TOUS, excepté le consul et le ministre des affaires étrangères.

Ni moi ! ni moi ! Vive la république sociale !

LE MINISTRE DES AFFAIRES ÉTRANGÈRES.

Voilà la question de cabinet posée.

LE VENGEUR.

J’ai dit mon avis, je ne suis plus nécessaire au conseil. (Il sort. Les ministres le suivent, à l’exception du ministre des affaires étrangères.)


X.


LE MINISTRE DES AFFAIRES ÉTRANGÈRES.

Nous serons fusillés aujourd’hui ou demain, mais je ne suis pas d’humeur à donner ma vie gratis. Je reprends mes pistolets. (Il les regarde.) Je les ai pris dans l’appartement du prince royal, lorsque nous venions de chasser le roi. J’étais loin de prévoir le premier usage, et le dernier probablement, que j’en ferai… Une certaine justice ne laisse pas de se manifester au milieu de ce chaos où nous avons précipité le monde. Comme elle m’atteint, elle atteindra aussi le Vengeur. (An consul.) Tu avais sous ta main de si bonnes armes, et tu n’as pas brûlé la cervelle à ce galérien ! (Le consul ne répond pas.) Il n’entend point ; il est sourd d’épouvante. Pauvre sot, ambitieux et poltron, qui a marché vers le pouvoir suprême sans jamais perdre de vue la potence ! Le voilà parvenu au terme de sa course. Il voudrait bien être encore à griffonner ses procédures sous la surveillance du tyran ! Je gage qu’il ne saura pas même mourir, et qu’il finira par tomber dans un égout en fuyant le supplice. (Il le secoue.) À quoi te résous-tu ?

LE CONSUL.

On ne pourra jamais prouver que j’aie violé la constitution !

LE MINISTRE DES AFFAIRES ÉTRANGÈRES.

Là ! n’en étais-je pas sûr ? Eh ! mon ami, ne t’occupe pas de plaider. Nous ne serons pas jugés par des docteurs en droit. Oublie ta science, souviens-toi que tu es consul et que tu portes une épée.

LE CONSUL.

Tu as raison. Ce sont des bêtes enragées. Ils nous tueront sans aucune des formes protectrices de la justice. Il faut fuir.

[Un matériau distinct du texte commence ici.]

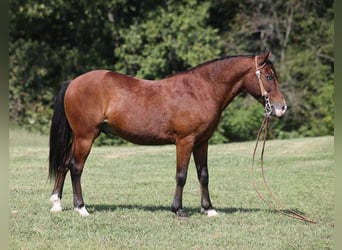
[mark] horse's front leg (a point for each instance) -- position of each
(183, 153)
(201, 160)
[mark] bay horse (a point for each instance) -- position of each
(183, 109)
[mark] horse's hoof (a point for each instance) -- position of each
(180, 213)
(82, 211)
(56, 204)
(209, 212)
(56, 208)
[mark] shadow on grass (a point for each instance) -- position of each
(188, 210)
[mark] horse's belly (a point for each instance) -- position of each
(143, 135)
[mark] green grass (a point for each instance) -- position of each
(128, 192)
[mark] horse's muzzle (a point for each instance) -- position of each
(279, 109)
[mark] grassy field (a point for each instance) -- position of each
(128, 192)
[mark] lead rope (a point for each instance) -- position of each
(287, 212)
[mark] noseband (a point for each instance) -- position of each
(264, 93)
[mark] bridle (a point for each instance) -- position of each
(264, 93)
(264, 126)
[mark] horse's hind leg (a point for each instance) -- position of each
(201, 160)
(56, 195)
(81, 149)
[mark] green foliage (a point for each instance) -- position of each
(166, 40)
(51, 42)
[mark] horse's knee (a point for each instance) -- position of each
(75, 169)
(203, 176)
(181, 178)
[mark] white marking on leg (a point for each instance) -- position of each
(212, 213)
(56, 204)
(209, 212)
(82, 211)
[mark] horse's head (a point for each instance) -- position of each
(263, 84)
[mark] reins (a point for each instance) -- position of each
(264, 126)
(285, 211)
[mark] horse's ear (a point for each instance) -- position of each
(263, 58)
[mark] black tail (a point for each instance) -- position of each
(60, 134)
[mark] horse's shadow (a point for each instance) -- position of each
(188, 210)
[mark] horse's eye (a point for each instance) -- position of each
(269, 77)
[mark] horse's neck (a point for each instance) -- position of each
(227, 78)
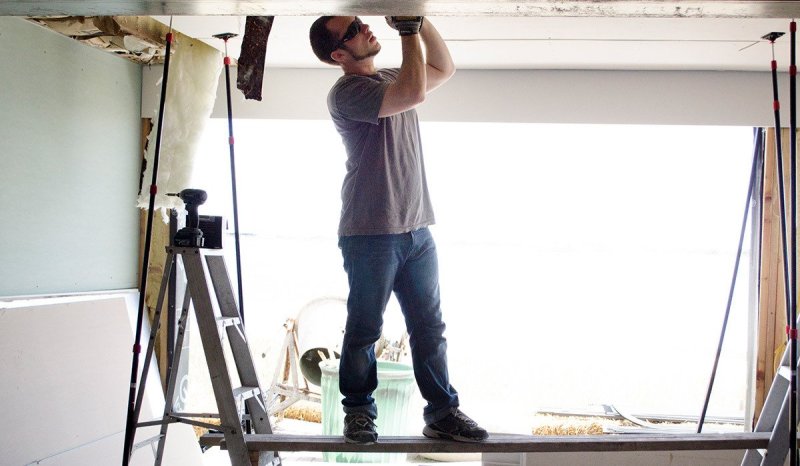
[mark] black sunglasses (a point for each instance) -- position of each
(352, 31)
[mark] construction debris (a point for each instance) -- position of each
(140, 39)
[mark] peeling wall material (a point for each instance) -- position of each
(137, 38)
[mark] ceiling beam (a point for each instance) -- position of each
(538, 8)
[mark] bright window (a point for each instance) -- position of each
(580, 264)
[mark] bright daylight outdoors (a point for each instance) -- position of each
(580, 265)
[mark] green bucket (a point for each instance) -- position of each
(393, 397)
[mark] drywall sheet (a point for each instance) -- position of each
(70, 129)
(65, 374)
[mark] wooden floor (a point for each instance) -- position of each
(506, 443)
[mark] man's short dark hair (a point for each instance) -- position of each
(323, 43)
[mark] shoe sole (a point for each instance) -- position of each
(368, 442)
(435, 434)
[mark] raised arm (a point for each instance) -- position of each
(438, 62)
(408, 90)
(419, 73)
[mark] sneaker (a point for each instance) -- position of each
(456, 426)
(359, 428)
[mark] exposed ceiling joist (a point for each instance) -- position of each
(534, 8)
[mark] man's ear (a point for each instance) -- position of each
(338, 55)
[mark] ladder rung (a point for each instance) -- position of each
(228, 321)
(245, 393)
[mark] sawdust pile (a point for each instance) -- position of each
(308, 413)
(568, 425)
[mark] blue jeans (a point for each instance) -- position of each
(376, 266)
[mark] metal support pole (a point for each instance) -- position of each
(748, 200)
(792, 330)
(130, 425)
(227, 62)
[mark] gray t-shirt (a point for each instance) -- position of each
(384, 190)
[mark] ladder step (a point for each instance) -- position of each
(228, 321)
(245, 393)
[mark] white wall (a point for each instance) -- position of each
(70, 158)
(537, 96)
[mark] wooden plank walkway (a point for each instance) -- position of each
(505, 443)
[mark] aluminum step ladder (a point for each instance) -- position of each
(775, 419)
(206, 270)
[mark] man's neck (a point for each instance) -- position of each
(361, 68)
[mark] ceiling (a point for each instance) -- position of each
(494, 34)
(498, 42)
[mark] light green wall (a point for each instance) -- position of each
(69, 164)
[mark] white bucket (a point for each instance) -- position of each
(320, 328)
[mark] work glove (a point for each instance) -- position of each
(406, 25)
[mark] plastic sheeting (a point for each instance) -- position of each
(191, 91)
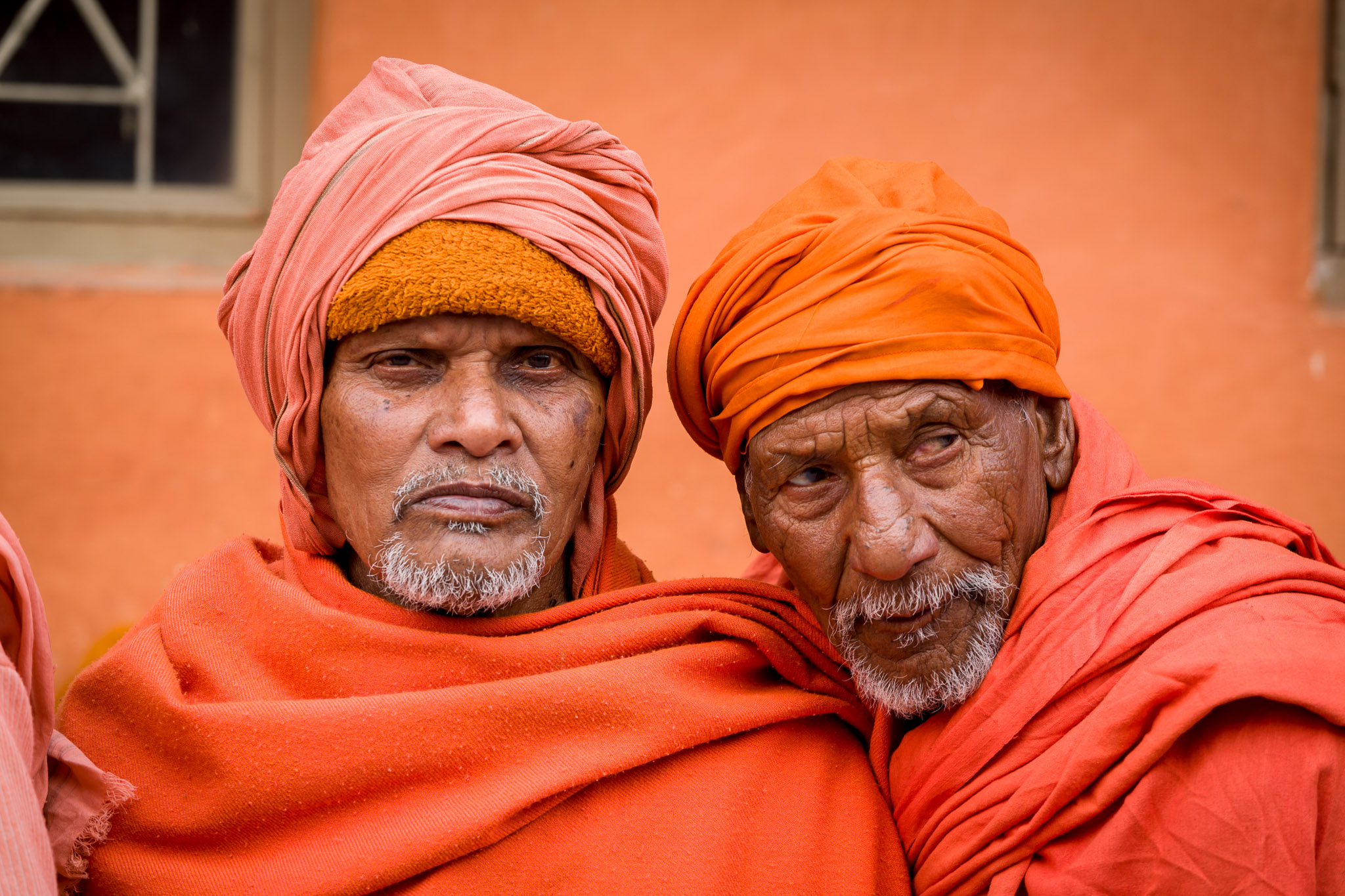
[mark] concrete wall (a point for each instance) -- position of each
(1158, 159)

LE MINISTRE DES AFFAIRES ÉTRANGÈRES.

N’as-tu donc absolument aucun moyen de défense ?

LE CONSUL.

Si fait ! grâce à Dieu. Viens avec moi ; j’ai des déguisemens tout préparés, et je connais une issue secrète pour sortir d’ici.

LE MINISTRE DES AFFAIRES ÉTRANGÈRES.

Voyons, voyons, tu n’as pas si peu de courage ! Avant de fuir, il faut voir si on ne peut pas résister.

LE CONSUL.

Je suis perdu. Ils conspirent, et le peuple m’abandonnera. Ils m’ont fait consul pour user ma popularité et mieux combiner leurs coups. À présent, la garde nationale est désarmée ; le peuple, mitraillé par eux en mon nom, me hait. Infâme peuple ! J’ai été son idole, il va me traîner aux gémonies. Nous sommes sous la griffe et dans la gueule des tigres.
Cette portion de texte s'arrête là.